Share Application
Terms and Conditions of the Andrew Reeves Property Ventures
Share Offer
(a) No person receiving a copy of this document and
an Application Form in any territory other than the United
Kingdom may treat the same as constituting an invitation or
offer to such person, nor should such person in any event
use such Application Form unless in the relevant territory
such an invitation or offer could lawfully be made to such
person or such Application Form could lawfully be used without
contravention of any registration or other legal requirements.
It is the responsibility of any person outside the United
Kingdom wishing to make an application hereunder to satisfy
himself or herself as to full observance of the laws of the
relevant territory in connection therewith, including obtaining
any governmental or other consents which may be required or
observing any other formalities needing to be observed in
such territory.
(b) The Ordinary Shares have not been and are not
intended to be registered under the United States Securities
Act of 1933 (as amended) (the "Securities Act")
or the Securities Exchange Act of 1934, as amended, and the
relevant exemptions are not being obtained from the securities
regulatory authority of any province of Canada. Accordingly,
except in a transaction which is exempt under the relevant
legislation, the Ordinary Shares may not be directly or indirectly
offered, sold or delivered in the United States or Canada
or to US persons or persons resident in Canada nor may an
Application Form be lodged by any such persons.

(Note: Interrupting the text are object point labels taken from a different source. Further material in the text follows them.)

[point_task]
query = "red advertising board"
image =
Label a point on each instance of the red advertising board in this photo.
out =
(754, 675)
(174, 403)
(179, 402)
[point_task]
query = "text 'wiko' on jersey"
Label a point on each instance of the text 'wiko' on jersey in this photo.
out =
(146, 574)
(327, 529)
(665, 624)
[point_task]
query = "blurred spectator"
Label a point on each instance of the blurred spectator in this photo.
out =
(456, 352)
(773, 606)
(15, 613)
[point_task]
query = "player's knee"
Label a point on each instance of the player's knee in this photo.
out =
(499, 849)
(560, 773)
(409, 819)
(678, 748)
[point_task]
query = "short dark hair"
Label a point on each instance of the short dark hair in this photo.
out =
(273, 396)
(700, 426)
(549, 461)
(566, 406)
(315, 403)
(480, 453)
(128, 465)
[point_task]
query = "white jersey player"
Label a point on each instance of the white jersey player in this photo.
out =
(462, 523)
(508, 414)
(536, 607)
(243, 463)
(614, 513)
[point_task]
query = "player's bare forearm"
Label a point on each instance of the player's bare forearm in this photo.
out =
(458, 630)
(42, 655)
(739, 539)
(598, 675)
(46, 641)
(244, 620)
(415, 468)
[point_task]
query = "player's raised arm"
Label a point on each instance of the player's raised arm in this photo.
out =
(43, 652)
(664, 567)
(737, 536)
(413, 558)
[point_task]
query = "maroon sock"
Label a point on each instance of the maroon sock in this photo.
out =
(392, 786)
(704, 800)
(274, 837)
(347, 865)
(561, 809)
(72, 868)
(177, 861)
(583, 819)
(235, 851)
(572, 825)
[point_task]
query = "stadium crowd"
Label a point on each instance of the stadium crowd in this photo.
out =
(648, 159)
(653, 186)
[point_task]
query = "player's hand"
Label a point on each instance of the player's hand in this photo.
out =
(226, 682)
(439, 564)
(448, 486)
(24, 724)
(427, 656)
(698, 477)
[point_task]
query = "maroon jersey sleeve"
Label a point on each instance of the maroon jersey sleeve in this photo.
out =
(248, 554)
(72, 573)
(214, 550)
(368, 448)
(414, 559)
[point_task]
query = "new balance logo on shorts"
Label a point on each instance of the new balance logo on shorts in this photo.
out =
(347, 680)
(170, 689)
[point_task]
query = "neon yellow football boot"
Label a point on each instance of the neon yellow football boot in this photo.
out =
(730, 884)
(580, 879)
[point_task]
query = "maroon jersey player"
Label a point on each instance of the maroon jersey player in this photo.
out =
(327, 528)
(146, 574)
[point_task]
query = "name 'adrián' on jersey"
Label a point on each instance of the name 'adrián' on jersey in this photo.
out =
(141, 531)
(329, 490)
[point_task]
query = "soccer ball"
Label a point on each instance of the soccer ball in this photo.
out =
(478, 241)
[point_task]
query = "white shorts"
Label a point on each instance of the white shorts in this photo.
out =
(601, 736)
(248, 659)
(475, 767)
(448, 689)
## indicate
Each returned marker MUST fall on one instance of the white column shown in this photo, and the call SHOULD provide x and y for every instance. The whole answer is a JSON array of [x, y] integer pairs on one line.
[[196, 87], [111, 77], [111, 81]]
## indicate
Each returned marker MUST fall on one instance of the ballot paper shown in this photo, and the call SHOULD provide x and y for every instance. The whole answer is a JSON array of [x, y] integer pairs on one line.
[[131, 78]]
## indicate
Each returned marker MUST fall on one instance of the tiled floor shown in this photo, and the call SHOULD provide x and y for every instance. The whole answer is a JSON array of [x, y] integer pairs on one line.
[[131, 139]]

For the purposes of this document, "United States"
means the United States of America, each state thereof (including
the District of Columbia), its territories, possessions and
all areas subject to its given jurisdiction, "Canada"
means Canada and each province thereof "US person"
has the meaning given in Regulation S promulgated under the
Securities Act and "resident in Canada" means a
citizen, national or resident of Canada, the estate of any
such person, a partnership, corporation or other entity created
or organised in or under the laws of Canada, of any estate
or trust the income of which is liable to Canadian income
tax regardless of the source.
Each person who completes an Application Form warrants that
he or she is not a US person or a person resident in Canada
and that he or she will not hold or acquire any of the Offer
Shares for the account or benefit of any US person or person
resident in Canada or with the view to the offer, sale or
delivery directly or indirectly of any Ordinary Shares in
the United States or Canada or any province thereof, or to
or for the account of any US person or person resident in
Canada.
Persons resident in other overseas territories should consult
their professional advisers as to whether they require any
governmental or other consents or need to observe any other
formalities to enable them to participate in the Offer.
(c) By completing and delivering an Application Form
you as the applicant (and if you sign the Application Form
on behalf of somebody else or a corporation, that person or
corporation):
(i) irrevocably offer to subscribe for the number
of Ordinary Shares specified in the Application Form on
the terms of, and subject to, the conditions set out in
this document, including these terms and conditions and
subject to the Memorandum and Articles of Association of
the Companies;
(ii) agree that you will accept the number of Ordinary
Shares stated in Box 1 of the Application Form which are
allotted to you or such lesser number of Ordinary Shares
in respect of which your application may be accepted;
(iii) agree that all applications, acceptances,
allotments and contracts arising from this application will
be governed by and construed in accordance with English
law;
(iv) warrant that if you sign the Application Form
on behalf of somebody else or a corporation you have the
authority to do so and such person will also be bound accordingly
and will be deemed also to have given the confirmations,
warranties, and undertakings contained in these terms and
conditions of application;
(v) confirm that you are not relying on any information
or representations other than those contained in this document;
(vi) warrant that the remittance accompanying your
Application Form will be honoured at first presentation
and agree that if it is not so honoured the Companies (without
prejudice to any other fights it may have) may void the
agreement to allot the relevant Ordinary Shares and may
allot them to some other person in which case you will not
be entitled to any refund or payment in respect thereof;
(vii) agree that this application constitutes a
contract with the Companies which shall become binding upon
delivery of the Application Form duly completed at the address
shown on the Application Form;
(viii) do not expect any of the advisers named in
this document to provide you with any protections afforded
to their clients and are subscribing on an "execution
only" basis;
(ix) you are not a national or resident of the United
States of America (including its territories, its possessions
and all areas subject to its jurisdiction) or Canada or
a corporation, partnership or other entity organised under
the laws of the United States of America or Canada (or any
political sub-division of either) and that you will not
offer, sell or deliver directly or indirectly any of the
Offer Shares in the United States or Canada or Australia
or to or for the benefit of any person resident in the United
States of America or Canada;
(x) you are entitled to subscribe for the Offer
Shares comprised therein under the laws of all relevant
jurisdictions which apply to you, that you have fully observed
such laws and obtained all governmental and other consents
which may be required thereunder and complied with all necessary
formalities; and
(xi) you have read the section headed "Risk
Factors" found in Page 12 of this document and you
confirm that you understand the nature of the risks and
that you could lose all your investment in the Companies.